First, there must have been at least one previous case that set precedence for removing qualified immunity.  This happened in November 2020 when two officers were denied qualified immunity protection after they tased, punched, and kick an unarmed, schizophrenic man who was having a mental crisis.  Even though the man was not charged with a crime, he suffered 8 minutes of physical abuse, incurred 26 blunt-force injuries, and died two days later in a hospital. The courts determined the officers used excessive force on the victim. Because previous courts had ruled that excessive force was a cause to deny qualified immunity, the Fifth Circuit U.S. Court of Appeals followed suit and did not grant immunity to those officers.

Of course, there is not always direct precedence.  When that happens, immunity can be removed if there is an undeniable correlation between two cases. This happened when the Supreme Court heard a case where prison guards handcuffed Alabama inmates to a hitching post in the middle of summer.  The inmates were sunburned and only given limited water.  While there had never been a case about handcuffing people to a hitching post, there have been previous cases about malicious acts of violence. Because this case was “materially similar” to others, immunity was withheld according to the color of the law.

The last condition is virtually never met.  In this case, constitutional verbiage must be explicitly clear and require no interpretation. This is rare.
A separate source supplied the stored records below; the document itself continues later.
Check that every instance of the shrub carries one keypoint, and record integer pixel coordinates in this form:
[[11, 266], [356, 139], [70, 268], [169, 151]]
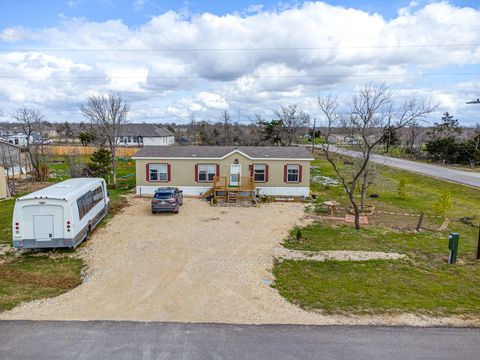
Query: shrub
[[402, 189]]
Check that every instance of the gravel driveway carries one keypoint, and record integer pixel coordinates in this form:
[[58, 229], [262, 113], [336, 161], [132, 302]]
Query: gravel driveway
[[206, 264]]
There are very few explicit constitutional rules.  The only clear law that comes to mind is “a president must be at least 35 years old.” There is no way that law could be debated; however contested immunity is often complicated, so this condition can’t apply.

Conclusion – Do Police Have Qualified Immunity?

There are only a few circumstances when a court does not allow qualified immunity.  If you watch any cop show, you’ll recognize them.  They are false arrest, malicious prosecution without probable cause, and use of excessive force or violence.  Still, we all know there are plenty more situations that should justify legal action against the police. Misconduct is obvious, but the courts have made it too difficult to sue or convict officers for unlawful behavior.

I believe the pendulum has shifted back to post-Civil War era policing.  We’re seeing police officers use unwarranted violence against people, and the brutality often is focused on minorities.

While once justified, it looks as if qualified immunity has strayed from its intended purpose.  Petty lawsuits are no longer an issue, and unfortunately, compelling legal actions are being denied because of the 1967 doctrine. Perhaps it’s time to make laws that would reflect post-Civil War times because we need protection from power-hungry officers.

It goes without saying that qualified immunity needs scrutiny and giving allowances for civil suits would limit the actions of incompetent, violent police officers. We just can’t regress to living in a forcefully governed society.  People who are mistreated need compensation for their abuse.

Do police have qualified immunity?  Yes.  Should they?  Sometimes, but not as often as it is granted in today’s courts.